Civil engineering major writes about her research experience with Anne Raich, assistant professor of civil and environmental engineering
Diana Hasegan ’10 (Tirgu Mures, Romania) is pursuing a B.S. in civil engineering and an A.B. in economics and business. She is currently performing research to develop a system which will help architects and engineers work better together with Anne Raich, assistant professor of civil and environmental engineering. The following is a first person account of Hasegan’s experience.
Genetic algorithms, neural networks, multi-objective optimization — If these terms sound unfamiliar to you, then you feel the same way I was feeling four months ago. But now something has changed. During this summer, I was fortunate enough to work with Professor Raich in the civil and environmental engineering department on a research project entitled “User Guided Conceptual Design and Multi-Objective Optimization Using Genetic Algorithms of Large Span Roof Trusses.
I must admit that when I first heard the title of the research I felt a little scared because I did not even know where to start, or in what direction to read it. But I was curious and excited about learning and Professor Raich has done an amazing job guiding my learning process.
The basic principle behind this project is helping engineers to come up with better solutions for the design of large span roof trusses. These are the structural frameworks that support the roof of a building. The civil engineer has to input in the computer program some initial information regarding the expected outcome such as span, height, and load of the roof. Then the program runs the first round of computational methods, which are genetic algorithms, and comes up with a number of feasible and optimal designs for the input parameters. After that, the engineer is asked to input their preferences by selecting specific trusses out of those generated. After this step, the program runs multiple cycles to come up with better solutions for the roof truss design that take into consideration the preferences of the user.
The first step of this project was reading books and research papers to familiarize myself with the concepts and learn the basics. The concept of genetic algorithms, the first concept I learned, was surprisingly simple, yet profound. Genetic algorithms are a series of procedures applied to a set of data that follow the natural process for reproduction of living organisms. A population, or number set, of data is created randomly by the computer.
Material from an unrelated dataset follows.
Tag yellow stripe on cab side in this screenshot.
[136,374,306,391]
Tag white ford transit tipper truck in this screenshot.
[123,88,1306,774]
Then the concept of survival of the fittest is applied. Each member (piece of data) from that population is evaluated according to some pre-established criteria and the best members are selected for crossover.
In this next step, the genetic information of the best members is interchanged to create children sets of data. After this, mutation is applied just like in genetics and some information in the data is randomly changed to create diversity in the population. This is an apparently simple concept that we all witness in our everyday life, but in its core structure, it can be applied to solve structural optimization problems, such as the one we are working with.
The second part of the project involved neural networks. This concept was inspired by the human brain and the networks that neurons form when storing information in memory. Just as humans learn colors, shapes, or letters and are able to identify them when presented with an image or a text, a computer algorithm is able to simulate the activity of the brain to recognize the preferences of the engineer with regard to the truss designs.
I found it exciting to be able to read and understand engineering research papers. Even more exciting than that was gaining hands-on experience with programming simple problems as well as implementing changes in the program that we were actually testing.
The summer EXCEL experience was extremely rewarding as it helped me to better understand the demands of the research world and introduced me to a specific domain of conceptual design in civil engineering. My experience on this project has not concluded with the end of the summer, but will continue into the new semester.